Maker Free Long
PassAudited by ClawScan on May 3, 2026.
Overview
This skill is a coherent cloud video-rendering integration, but users should know it sends video files and prompts to an external NemoVideo API and uses a bearer token/session.
This appears to be a normal cloud video-making skill rather than malicious behavior. Before installing, make sure you are comfortable sending your video files and editing prompts to mega-api-prod.nemovideo.ai, and use a dedicated NEMO_TOKEN if possible.
Findings (3)
Artifact-based informational review of SKILL.md, metadata, install specs, static scan signals, and capability signals. ClawScan does not execute the skill or run runtime probes.
Your video files, prompts, draft state, and render requests may be processed outside your device by the NemoVideo backend.
The skill sends user media and editing requests to an external cloud service. This is expected for cloud rendering, but users should treat uploaded videos and prompts as shared with that provider.
All calls go to `https://mega-api-prod.nemovideo.ai`... **Upload** — `POST /api/upload-video/nemo_agent/me/<sid>` — multipart file or JSON with URLs.
Only upload media you are comfortable sending to this service, and avoid including confidential footage unless you trust the provider and its data handling.
The agent can make authenticated NemoVideo API calls using the token while creating or exporting videos.

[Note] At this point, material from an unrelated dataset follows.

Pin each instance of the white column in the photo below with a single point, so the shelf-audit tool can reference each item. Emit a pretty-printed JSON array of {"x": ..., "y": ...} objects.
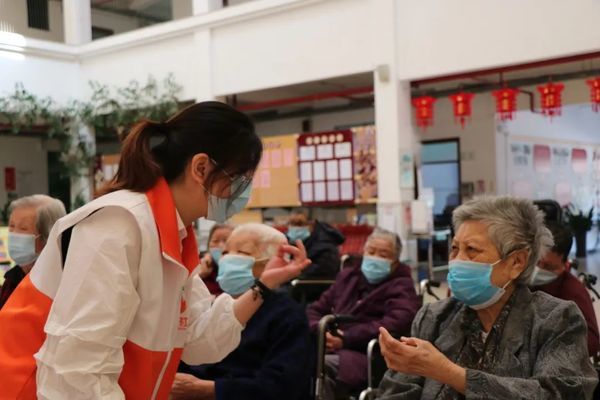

The skill uses a bearer token for service access and can obtain an anonymous token automatically. This is purpose-aligned, but it is still credential/session handling.
**Authentication**: Check if `NEMO_TOKEN` is set in the environment... POST to `https://mega-api-prod.nemovideo.ai/api/auth/anonymous-token`... The response `data.token` is your NEMO_TOKEN
Use a dedicated token for this service, do not share token values, and rotate or remove the token if you no longer use the skill.
Some video editing or export steps may be executed automatically as part of the backend-driven workflow.
The skill allows backend text responses to trigger API actions. This is a reasonable pattern for operating a cloud editor without a GUI, but it means the agent may perform edits or exports based on backend instructions.
| Backend says | You do | ... | "click [button]" / "点击" | Execute via API | ... | "Export button" / "导出" | Execute export workflow |
Review the agent’s summaries and explicitly confirm important exports or changes if the footage, credits, or output quality matter.